The Boat and the BNP-Jamaat | The Daily Star
12:00 AM, July 16, 2015 / LAST MODIFIED: 10:31 AM, July 16, 2015

The Boat and the BNP-Jamaat

The election symbol of the Awami League is a boat; interestingly, AL now resembles a boat as big as Noah's Ark as it accommodates anybody from any party, irrespective of political colour and ideology.

According to a Prothom Alo report, more than 19,000 BNP-Jamaat leaders and workers joined the Awami League during the last one and a half years in different parts of the country. Joining ceremonies took place in as many as 62 places in different upazilas, sometimes in presence of ministers and central leaders.
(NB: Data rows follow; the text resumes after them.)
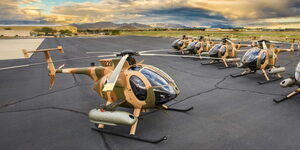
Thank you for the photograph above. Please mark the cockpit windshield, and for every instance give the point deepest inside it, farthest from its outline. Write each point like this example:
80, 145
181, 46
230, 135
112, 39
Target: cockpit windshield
252, 55
297, 72
216, 48
191, 46
154, 78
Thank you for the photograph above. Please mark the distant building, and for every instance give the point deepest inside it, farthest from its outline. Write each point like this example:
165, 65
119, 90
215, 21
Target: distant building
32, 27
11, 33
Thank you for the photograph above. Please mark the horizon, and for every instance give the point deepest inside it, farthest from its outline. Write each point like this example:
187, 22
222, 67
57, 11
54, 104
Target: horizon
191, 13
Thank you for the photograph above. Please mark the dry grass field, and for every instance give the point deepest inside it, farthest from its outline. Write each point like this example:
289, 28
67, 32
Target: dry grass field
240, 35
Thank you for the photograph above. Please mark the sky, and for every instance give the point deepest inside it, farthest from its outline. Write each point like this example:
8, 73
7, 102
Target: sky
186, 12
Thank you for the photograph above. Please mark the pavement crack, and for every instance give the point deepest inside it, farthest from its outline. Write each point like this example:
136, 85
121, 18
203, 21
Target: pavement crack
36, 96
45, 108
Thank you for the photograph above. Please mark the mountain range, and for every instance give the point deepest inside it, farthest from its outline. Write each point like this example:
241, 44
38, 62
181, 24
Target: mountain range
129, 26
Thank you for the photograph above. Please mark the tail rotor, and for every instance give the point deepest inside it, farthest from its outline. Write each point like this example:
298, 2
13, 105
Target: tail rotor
51, 67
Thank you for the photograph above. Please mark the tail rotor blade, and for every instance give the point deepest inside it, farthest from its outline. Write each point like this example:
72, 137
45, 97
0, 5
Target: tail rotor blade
155, 50
110, 84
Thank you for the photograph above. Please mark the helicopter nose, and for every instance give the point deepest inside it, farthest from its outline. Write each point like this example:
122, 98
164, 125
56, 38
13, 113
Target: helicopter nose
164, 94
287, 82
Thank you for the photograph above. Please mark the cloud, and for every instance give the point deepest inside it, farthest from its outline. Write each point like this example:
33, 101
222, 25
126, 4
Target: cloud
188, 12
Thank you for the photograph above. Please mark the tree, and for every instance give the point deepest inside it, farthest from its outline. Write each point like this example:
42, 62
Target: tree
65, 32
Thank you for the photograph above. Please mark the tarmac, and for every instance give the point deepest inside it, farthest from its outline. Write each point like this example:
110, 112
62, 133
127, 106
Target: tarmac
229, 113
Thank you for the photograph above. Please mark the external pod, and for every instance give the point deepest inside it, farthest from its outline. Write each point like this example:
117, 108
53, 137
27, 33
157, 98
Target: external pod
112, 117
276, 70
289, 82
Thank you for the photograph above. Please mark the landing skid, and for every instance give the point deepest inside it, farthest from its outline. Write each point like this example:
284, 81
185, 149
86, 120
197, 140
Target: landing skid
177, 109
180, 110
240, 75
154, 141
268, 81
280, 100
210, 63
226, 67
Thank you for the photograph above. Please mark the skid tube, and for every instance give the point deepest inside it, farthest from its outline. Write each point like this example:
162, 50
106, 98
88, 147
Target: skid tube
211, 63
178, 109
133, 137
226, 67
280, 100
240, 74
268, 81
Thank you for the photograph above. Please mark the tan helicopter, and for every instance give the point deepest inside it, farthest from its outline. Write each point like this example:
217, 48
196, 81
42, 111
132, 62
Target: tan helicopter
201, 45
180, 45
290, 82
122, 82
264, 58
224, 52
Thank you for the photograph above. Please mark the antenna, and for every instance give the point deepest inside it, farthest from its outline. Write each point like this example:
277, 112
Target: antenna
39, 13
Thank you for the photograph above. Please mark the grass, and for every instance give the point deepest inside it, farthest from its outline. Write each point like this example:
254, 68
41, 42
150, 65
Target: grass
241, 35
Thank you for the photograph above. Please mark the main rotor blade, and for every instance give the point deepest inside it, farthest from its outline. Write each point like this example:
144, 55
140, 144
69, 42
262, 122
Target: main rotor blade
154, 50
110, 84
264, 45
169, 55
101, 52
61, 60
182, 56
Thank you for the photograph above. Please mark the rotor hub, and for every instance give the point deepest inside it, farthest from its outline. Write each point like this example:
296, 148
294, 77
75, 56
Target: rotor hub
128, 52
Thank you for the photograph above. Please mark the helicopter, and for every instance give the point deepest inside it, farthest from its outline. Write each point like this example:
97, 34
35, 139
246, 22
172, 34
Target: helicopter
121, 82
264, 58
290, 82
226, 52
180, 45
199, 46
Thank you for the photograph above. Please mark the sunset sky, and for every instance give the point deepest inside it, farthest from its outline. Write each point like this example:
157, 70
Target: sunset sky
185, 12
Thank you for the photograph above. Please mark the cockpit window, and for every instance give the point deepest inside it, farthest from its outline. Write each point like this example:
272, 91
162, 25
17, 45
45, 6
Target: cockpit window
138, 87
297, 72
134, 68
154, 78
216, 48
252, 55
The door of the Awami League is wide open. Anybody who is somebody in the BNP and Jamaat, no matter whether he is a religious fundamentalist or a Muslim nationalist, is most welcome in the fold of the non-communal and Bangali nationalist party. An Awami League presidium member, who himself had left his leftist organisation and joined the Awami League, has said, “If any good organiser from the BNP (and Jamaat) comes to the Awami League, it will strengthen our organisation.” As if the Awami League is suffering from a shortage of good organisers. But then again, it is. 

The daily Samakal on Monday reported that a large number Salahuddin Quader Chowdhury's supporters recently joined the ruling party. Chowdhury has been sentenced to hang to death on charges of crimes against humanity in 1971. It seems as if the Awami League leaders are relieved that at least a portion of the anti-liberation forces will not resort to any disruptive activities or hurl petrol bombs on innocent passengers.   

A drama was staged at Raujan in Chittagong recently. A local BNP leader joined the Awami League after he was arrested the previous evening on charges of murder of a local Awami League worker. Police released the man the day after and in that very evening, he went straight to the Awami League office and joined the party. Everyone is eagerly waiting to witness many more dramas in the near future.

Activists of BNP and Jamaat seem to be in a state of calamity; they need a shelter, or maybe even a boat, that will take them in. There are times when a human being needs a stone to lean against. Most of these BNP-Jamaat men seem to have no other alternative but to join the ruling party. 

The BNP people have seemingly lost faith in their leader Khaleda Zia while the Jamaat leaders and cadres have lost faith in the Almighty, whose rule they apparently wanted to impose on earth. Now they do not have enough courage to face disaster and endurance to survive a difficult ordeal. The difficulty of life had compelled them to come close to the Awami League. And the Awami League accepted them heartily. 

Life and politics are nothing but compromise and adjustment. Politics is no longer a matter of ideals and values. In the near future, a new era will usher in where there will be no difference between secular and communal, pro-liberation and anti-liberation forces. Everybody will live in peace and harmony on this soil.

Pointing to the BNP leader's planned trial in a special tribunal for 'instigating arson attacks', Information Minister and JSD leader, Hasanul Huq Inu, categorically said, “If Khaleda Zia can prove her innocence there, she will continue to be in politics, otherwise, she will have to say goodbye to politics and go to jail.” The information minister informed that when the elections will be held in 2019, Begum Zia will stay in Kasimpur Jail.

We have no doubt that the Awami League think-tank is pragmatic and wise enough. They have a road map. Their message to the opposition parties is to either join your hands with us or perish. They will try their best to weaken or break up BNP, because BNP is a threat to Awami League. There are many ways to destroy BNP and Khaleda Zia. They do not bother to realise that whatever popularity BNP has had is because of the government's unpopularity. Awami League's policymakers should take measures to gain popularity by means of pro-people activities and establishing the rule of law.

Pakistani President Ayub Khan and Governor Monem Khan left no stone unturned to destroy Awami League and Sheikh Mujib. But they failed completely; their attempt was actually counter-productive as AL gained more popularity. In politics, the principle of peaceful co-existence is the best policy. AL will not be strengthened if tens of thousands of BNP-Jamaat people join the party, as these men could turn out to be a burden. The original Awami Leaguers will feel uncomfortable and deprived. When a boat is overcrowded, it is sure to capsize or sink.     

The writer is a noted author, researcher and social activist.